The legislation sets up a distinction between "designated commercial messages" -- that require consent of the recipient (express or in some cases implied), the sender to be identified, and the recipient to be given the opportunity to unsubscribe -- and "designated electronic messages" that can be sent without consent as long as they contain factual, non-commercial content and identify the sender.

Designated electronic messages were designed to allow political organisations, community groups, and the like to send messages to their constituents without falling afoul of the Spam Act. However, it will be "one of the tests of the legislation if people feel they are allowed to send factual messages," Fair added.
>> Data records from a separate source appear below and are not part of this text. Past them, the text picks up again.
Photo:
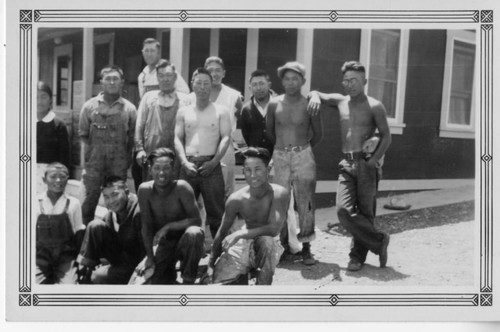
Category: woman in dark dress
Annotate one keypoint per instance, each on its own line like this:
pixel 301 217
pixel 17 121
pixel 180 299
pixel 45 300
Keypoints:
pixel 52 142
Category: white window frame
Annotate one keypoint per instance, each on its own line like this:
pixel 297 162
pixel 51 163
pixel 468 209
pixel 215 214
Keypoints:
pixel 456 130
pixel 396 124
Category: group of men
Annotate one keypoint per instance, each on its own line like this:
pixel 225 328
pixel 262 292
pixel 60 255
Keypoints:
pixel 182 148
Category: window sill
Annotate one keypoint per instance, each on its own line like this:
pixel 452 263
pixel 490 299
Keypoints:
pixel 456 133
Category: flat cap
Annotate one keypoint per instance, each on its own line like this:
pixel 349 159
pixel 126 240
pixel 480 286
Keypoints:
pixel 295 66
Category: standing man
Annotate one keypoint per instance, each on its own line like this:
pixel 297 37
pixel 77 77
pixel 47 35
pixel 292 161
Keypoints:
pixel 263 207
pixel 295 133
pixel 156 117
pixel 231 99
pixel 253 114
pixel 116 238
pixel 147 80
pixel 202 136
pixel 107 124
pixel 360 117
pixel 170 223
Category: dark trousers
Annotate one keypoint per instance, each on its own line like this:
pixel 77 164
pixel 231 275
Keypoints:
pixel 356 202
pixel 188 249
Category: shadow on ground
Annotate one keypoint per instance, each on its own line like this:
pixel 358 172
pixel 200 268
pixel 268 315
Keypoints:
pixel 313 272
pixel 417 219
pixel 376 273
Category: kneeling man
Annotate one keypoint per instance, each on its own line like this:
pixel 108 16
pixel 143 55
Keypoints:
pixel 117 238
pixel 170 222
pixel 263 207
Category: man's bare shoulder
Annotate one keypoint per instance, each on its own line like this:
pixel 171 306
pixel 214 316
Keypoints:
pixel 280 192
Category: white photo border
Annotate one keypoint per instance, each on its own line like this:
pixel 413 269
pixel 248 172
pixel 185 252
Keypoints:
pixel 482 20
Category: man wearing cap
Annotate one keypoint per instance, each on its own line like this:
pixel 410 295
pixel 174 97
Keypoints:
pixel 106 126
pixel 295 133
pixel 147 80
pixel 360 116
pixel 156 117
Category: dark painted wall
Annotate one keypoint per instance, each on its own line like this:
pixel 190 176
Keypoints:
pixel 276 47
pixel 232 50
pixel 420 153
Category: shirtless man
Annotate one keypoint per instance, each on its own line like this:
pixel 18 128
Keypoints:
pixel 360 117
pixel 295 133
pixel 170 223
pixel 263 206
pixel 202 136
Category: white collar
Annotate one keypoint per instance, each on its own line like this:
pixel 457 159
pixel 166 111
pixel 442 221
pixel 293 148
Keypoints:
pixel 48 117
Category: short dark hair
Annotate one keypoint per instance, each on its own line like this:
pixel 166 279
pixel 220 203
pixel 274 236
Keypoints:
pixel 353 66
pixel 201 70
pixel 257 152
pixel 215 59
pixel 163 63
pixel 259 73
pixel 112 180
pixel 43 86
pixel 110 68
pixel 55 165
pixel 151 41
pixel 161 152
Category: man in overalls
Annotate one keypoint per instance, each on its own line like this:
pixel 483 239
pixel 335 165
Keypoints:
pixel 106 126
pixel 59 218
pixel 156 117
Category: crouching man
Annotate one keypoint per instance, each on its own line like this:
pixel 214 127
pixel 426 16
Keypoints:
pixel 170 223
pixel 117 238
pixel 263 207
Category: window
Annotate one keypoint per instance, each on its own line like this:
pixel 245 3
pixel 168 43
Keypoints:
pixel 385 53
pixel 457 109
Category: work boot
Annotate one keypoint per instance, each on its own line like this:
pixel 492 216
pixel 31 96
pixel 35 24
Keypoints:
pixel 84 275
pixel 383 250
pixel 307 257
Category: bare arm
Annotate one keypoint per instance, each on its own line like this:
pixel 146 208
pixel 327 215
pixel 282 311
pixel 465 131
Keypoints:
pixel 231 211
pixel 270 122
pixel 317 130
pixel 148 229
pixel 384 132
pixel 316 98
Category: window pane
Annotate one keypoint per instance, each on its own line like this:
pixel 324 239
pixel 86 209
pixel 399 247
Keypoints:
pixel 462 80
pixel 384 63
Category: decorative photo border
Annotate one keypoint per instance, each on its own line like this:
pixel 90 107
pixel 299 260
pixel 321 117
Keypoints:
pixel 482 20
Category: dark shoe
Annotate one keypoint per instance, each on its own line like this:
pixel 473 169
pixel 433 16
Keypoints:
pixel 383 250
pixel 307 258
pixel 84 275
pixel 354 265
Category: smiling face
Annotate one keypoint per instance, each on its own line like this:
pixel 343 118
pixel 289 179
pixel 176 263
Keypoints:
pixel 112 82
pixel 56 179
pixel 217 72
pixel 256 172
pixel 115 197
pixel 202 85
pixel 166 78
pixel 162 171
pixel 260 85
pixel 354 82
pixel 292 82
pixel 151 54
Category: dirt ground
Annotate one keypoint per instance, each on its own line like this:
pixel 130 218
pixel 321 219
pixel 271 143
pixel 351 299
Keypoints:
pixel 428 247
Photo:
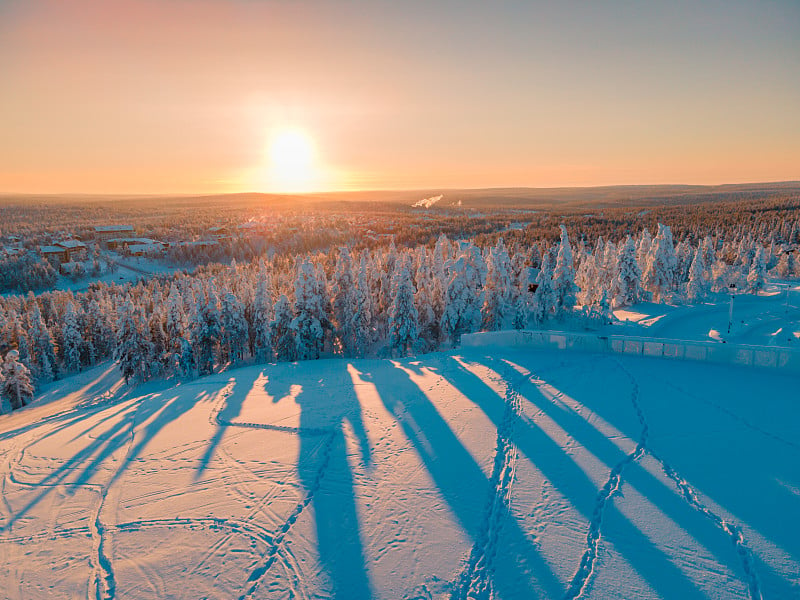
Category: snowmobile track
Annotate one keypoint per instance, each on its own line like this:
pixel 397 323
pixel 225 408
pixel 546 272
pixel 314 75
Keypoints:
pixel 586 567
pixel 475 581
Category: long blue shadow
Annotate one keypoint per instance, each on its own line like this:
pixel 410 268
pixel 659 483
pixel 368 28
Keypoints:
pixel 324 471
pixel 567 477
pixel 463 483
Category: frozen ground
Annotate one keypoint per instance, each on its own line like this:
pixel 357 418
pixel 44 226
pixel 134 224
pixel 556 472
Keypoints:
pixel 511 475
pixel 771 318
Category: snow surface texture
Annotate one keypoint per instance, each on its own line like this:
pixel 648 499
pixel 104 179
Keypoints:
pixel 510 473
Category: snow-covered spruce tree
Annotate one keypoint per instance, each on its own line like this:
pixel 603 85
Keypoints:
pixel 160 356
pixel 643 247
pixel 525 310
pixel 71 349
pixel 587 279
pixel 497 310
pixel 462 303
pixel 545 294
pixel 423 300
pixel 307 323
pixel 262 317
pixel 176 315
pixel 206 330
pixel 283 336
pixel 698 286
pixel 42 349
pixel 757 276
pixel 564 275
pixel 629 276
pixel 610 271
pixel 786 265
pixel 403 316
pixel 17 387
pixel 344 301
pixel 233 339
pixel 101 329
pixel 660 270
pixel 362 317
pixel 133 351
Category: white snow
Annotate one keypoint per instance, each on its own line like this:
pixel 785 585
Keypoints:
pixel 501 472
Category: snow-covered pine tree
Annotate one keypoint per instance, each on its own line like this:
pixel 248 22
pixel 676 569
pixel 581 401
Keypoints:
pixel 42 348
pixel 233 339
pixel 262 317
pixel 643 247
pixel 362 317
pixel 403 316
pixel 586 278
pixel 697 287
pixel 207 328
pixel 423 300
pixel 564 276
pixel 101 329
pixel 344 301
pixel 307 323
pixel 629 276
pixel 283 336
pixel 462 303
pixel 757 276
pixel 525 310
pixel 545 294
pixel 660 270
pixel 132 351
pixel 497 310
pixel 16 385
pixel 72 339
pixel 786 265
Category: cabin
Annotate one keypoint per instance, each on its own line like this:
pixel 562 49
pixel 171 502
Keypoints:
pixel 55 253
pixel 118 243
pixel 146 249
pixel 105 232
pixel 76 250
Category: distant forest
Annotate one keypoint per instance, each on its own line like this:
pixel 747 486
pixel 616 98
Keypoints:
pixel 384 280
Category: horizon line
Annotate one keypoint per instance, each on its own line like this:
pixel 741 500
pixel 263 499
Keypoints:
pixel 177 194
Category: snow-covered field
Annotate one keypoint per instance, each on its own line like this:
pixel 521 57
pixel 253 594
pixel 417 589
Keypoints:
pixel 771 318
pixel 509 474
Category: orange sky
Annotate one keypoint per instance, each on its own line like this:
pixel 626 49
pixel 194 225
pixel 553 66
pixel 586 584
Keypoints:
pixel 190 96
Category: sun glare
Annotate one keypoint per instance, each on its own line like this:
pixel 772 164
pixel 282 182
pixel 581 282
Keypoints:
pixel 292 163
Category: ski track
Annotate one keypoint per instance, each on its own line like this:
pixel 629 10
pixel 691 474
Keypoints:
pixel 586 567
pixel 273 552
pixel 691 496
pixel 102 580
pixel 475 581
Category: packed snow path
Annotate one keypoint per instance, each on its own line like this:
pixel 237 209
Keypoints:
pixel 509 474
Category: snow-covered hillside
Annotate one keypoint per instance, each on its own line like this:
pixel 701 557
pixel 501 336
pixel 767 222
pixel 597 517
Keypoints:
pixel 519 474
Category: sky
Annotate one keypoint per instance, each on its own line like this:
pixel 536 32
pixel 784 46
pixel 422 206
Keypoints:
pixel 202 96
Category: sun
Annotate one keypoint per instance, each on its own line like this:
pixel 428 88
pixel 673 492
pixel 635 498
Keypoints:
pixel 292 162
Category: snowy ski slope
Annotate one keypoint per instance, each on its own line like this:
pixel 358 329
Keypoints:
pixel 501 473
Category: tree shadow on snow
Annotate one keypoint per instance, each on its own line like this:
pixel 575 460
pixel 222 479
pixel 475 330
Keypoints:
pixel 461 481
pixel 325 474
pixel 573 483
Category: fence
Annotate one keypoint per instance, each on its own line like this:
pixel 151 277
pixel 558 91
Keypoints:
pixel 715 352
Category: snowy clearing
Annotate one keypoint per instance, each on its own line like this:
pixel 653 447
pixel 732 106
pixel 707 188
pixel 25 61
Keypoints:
pixel 506 473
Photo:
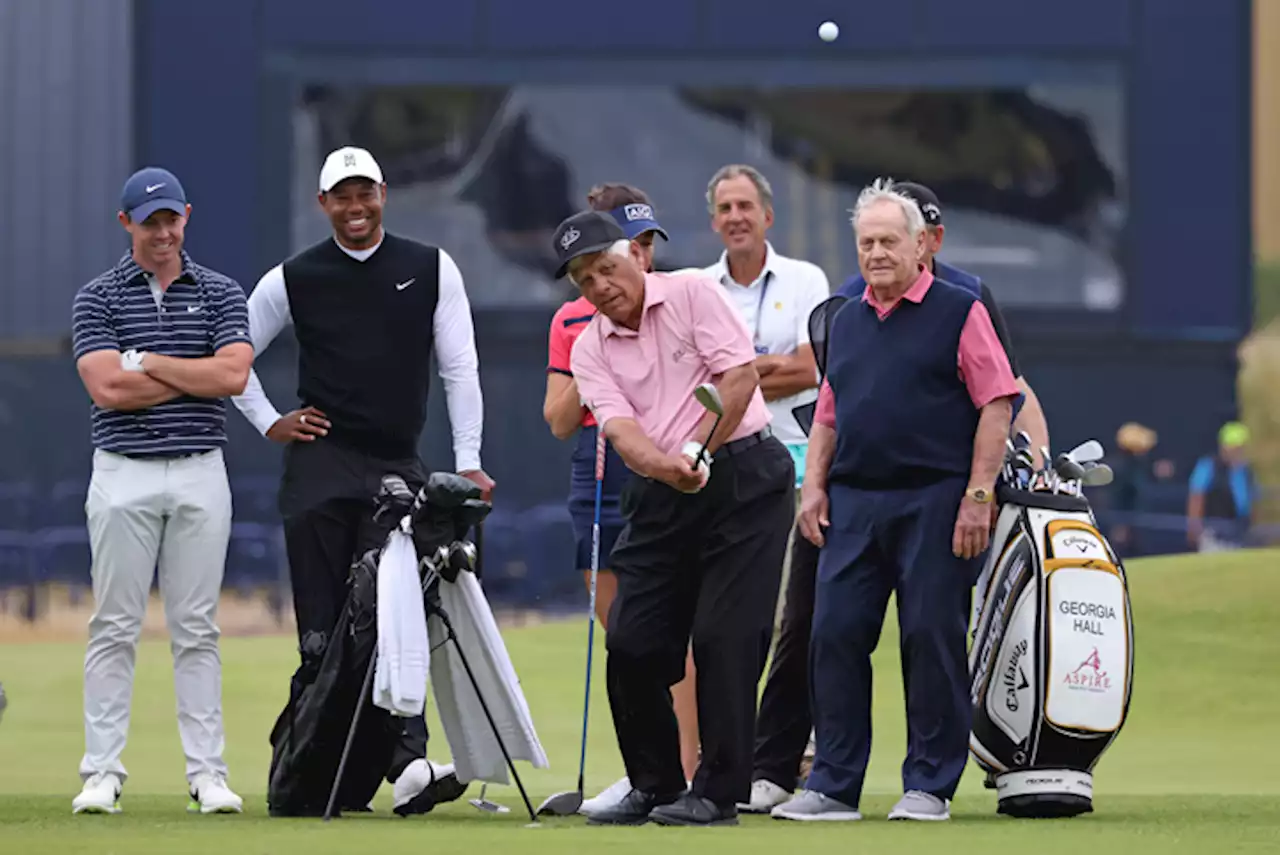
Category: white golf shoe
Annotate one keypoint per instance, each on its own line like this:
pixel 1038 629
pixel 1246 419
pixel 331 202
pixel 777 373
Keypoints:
pixel 100 795
pixel 210 795
pixel 423 785
pixel 766 796
pixel 922 807
pixel 612 796
pixel 609 798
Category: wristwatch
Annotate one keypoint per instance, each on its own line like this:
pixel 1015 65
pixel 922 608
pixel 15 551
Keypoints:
pixel 979 494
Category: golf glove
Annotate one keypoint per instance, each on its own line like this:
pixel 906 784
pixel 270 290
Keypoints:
pixel 132 360
pixel 694 452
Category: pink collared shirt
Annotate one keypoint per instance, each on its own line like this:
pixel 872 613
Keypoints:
pixel 689 333
pixel 981 360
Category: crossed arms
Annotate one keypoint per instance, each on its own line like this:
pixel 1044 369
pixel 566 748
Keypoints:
pixel 159 378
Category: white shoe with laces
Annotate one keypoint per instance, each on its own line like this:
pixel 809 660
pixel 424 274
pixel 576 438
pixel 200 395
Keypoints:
pixel 100 795
pixel 210 795
pixel 766 796
pixel 920 807
pixel 612 796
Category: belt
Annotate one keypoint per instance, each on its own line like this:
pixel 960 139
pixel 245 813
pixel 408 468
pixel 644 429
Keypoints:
pixel 743 444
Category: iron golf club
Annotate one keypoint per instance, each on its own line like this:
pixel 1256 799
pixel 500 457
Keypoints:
pixel 566 804
pixel 708 396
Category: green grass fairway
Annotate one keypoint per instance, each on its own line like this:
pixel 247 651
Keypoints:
pixel 1197 768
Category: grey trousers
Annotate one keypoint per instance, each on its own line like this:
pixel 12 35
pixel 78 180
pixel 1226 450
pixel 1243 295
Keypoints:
pixel 176 513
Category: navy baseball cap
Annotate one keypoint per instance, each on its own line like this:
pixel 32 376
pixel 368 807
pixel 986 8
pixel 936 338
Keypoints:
pixel 636 219
pixel 924 199
pixel 152 190
pixel 584 233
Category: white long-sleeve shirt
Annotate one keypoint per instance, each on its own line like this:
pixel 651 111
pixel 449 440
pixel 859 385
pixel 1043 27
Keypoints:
pixel 453 338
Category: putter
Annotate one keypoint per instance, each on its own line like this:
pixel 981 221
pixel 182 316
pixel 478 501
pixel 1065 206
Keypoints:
pixel 708 396
pixel 566 804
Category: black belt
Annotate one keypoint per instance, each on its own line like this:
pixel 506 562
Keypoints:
pixel 740 446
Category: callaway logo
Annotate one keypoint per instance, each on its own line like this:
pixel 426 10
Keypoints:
pixel 638 211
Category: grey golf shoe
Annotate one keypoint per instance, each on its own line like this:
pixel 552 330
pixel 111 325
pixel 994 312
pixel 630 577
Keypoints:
pixel 814 807
pixel 920 807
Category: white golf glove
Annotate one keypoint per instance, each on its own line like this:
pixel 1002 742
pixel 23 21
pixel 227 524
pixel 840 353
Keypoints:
pixel 132 360
pixel 691 451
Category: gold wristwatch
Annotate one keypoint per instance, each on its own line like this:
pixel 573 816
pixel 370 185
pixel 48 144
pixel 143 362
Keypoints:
pixel 979 494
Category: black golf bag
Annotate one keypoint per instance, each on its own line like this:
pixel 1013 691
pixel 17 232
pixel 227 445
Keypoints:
pixel 1051 662
pixel 310 734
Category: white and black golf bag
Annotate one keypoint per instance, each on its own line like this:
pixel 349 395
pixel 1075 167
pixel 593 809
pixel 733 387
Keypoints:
pixel 1051 663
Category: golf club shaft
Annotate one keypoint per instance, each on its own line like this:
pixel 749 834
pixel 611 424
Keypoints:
pixel 484 705
pixel 590 616
pixel 708 440
pixel 351 736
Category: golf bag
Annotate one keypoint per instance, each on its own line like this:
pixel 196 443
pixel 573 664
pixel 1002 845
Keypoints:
pixel 1051 663
pixel 310 734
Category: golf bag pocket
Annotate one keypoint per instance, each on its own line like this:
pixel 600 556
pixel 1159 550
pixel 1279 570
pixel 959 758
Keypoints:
pixel 1051 664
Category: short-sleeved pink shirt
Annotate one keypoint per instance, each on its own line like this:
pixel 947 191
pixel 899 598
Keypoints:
pixel 689 334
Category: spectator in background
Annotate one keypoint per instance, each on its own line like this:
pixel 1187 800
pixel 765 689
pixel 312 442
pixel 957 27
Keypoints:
pixel 1133 478
pixel 1221 494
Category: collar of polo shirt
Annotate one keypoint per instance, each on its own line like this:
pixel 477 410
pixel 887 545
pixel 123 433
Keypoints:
pixel 723 277
pixel 654 293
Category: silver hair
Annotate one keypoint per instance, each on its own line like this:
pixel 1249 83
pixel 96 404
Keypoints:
pixel 882 190
pixel 735 170
pixel 620 247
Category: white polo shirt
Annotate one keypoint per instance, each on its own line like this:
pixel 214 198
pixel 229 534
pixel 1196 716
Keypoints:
pixel 776 309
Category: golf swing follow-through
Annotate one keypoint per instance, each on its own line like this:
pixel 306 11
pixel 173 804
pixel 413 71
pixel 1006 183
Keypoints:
pixel 566 804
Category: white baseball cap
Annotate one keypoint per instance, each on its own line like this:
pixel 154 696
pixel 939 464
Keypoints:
pixel 347 163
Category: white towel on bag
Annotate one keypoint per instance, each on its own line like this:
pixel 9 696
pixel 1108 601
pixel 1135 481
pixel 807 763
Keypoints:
pixel 403 655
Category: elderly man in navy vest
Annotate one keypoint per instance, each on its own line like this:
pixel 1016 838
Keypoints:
pixel 1028 414
pixel 903 460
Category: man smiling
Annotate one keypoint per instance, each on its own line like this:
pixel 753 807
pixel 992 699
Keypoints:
pixel 369 310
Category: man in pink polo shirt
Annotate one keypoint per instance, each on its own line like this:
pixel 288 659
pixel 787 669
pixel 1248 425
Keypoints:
pixel 906 443
pixel 700 556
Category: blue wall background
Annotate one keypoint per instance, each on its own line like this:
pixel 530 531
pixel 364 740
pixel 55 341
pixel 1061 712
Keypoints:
pixel 1168 359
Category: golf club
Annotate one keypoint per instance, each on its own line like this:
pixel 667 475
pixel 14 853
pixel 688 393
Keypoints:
pixel 708 396
pixel 488 807
pixel 1097 475
pixel 566 804
pixel 1087 452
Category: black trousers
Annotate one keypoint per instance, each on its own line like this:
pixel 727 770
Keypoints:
pixel 704 566
pixel 327 499
pixel 785 721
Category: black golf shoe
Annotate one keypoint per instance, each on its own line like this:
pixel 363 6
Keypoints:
pixel 634 809
pixel 690 809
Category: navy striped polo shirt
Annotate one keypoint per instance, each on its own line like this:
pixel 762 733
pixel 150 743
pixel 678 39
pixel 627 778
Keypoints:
pixel 200 312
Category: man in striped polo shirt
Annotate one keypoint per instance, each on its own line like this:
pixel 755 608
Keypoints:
pixel 159 342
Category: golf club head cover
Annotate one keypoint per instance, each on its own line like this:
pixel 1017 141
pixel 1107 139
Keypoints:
pixel 448 490
pixel 393 499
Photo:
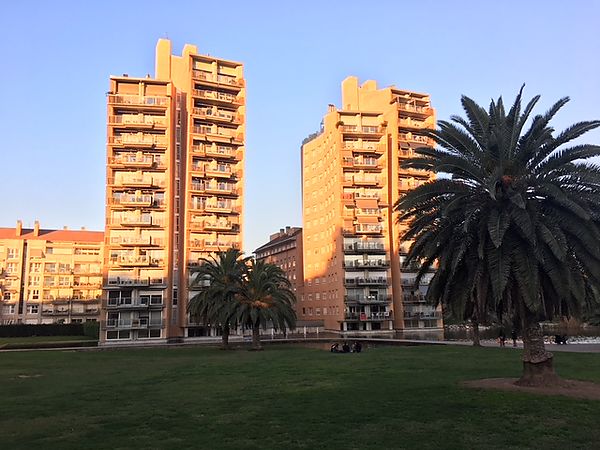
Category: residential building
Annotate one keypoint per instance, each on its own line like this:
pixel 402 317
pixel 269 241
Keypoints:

This definition may provide a loophole that would allow some carefully worded spam through. For example, a technique currently used by the pharmaceuticals industry in broadcast advertising to circumvent its advertising regulations could also apply to spam. Pharmaceutical companies currently run TV and radio advertisements informing consumers that certain types of products, such as weight loss pills or erectile dysfunction cures, are available, and encouraging the audience to visit a doctor to find out more. These advertisements also include the name of the company sponsoring them. A spam message along similar lines would most likely fall under the definition of a designated electronic message, said Fair. "It's a very strange little exception," he added.

While Barton agreed such messages would be "borderline" in terms of legality, he stressed that the government and the ACA would be encouraging industry codes of practice that would steer clear of such legal grey areas.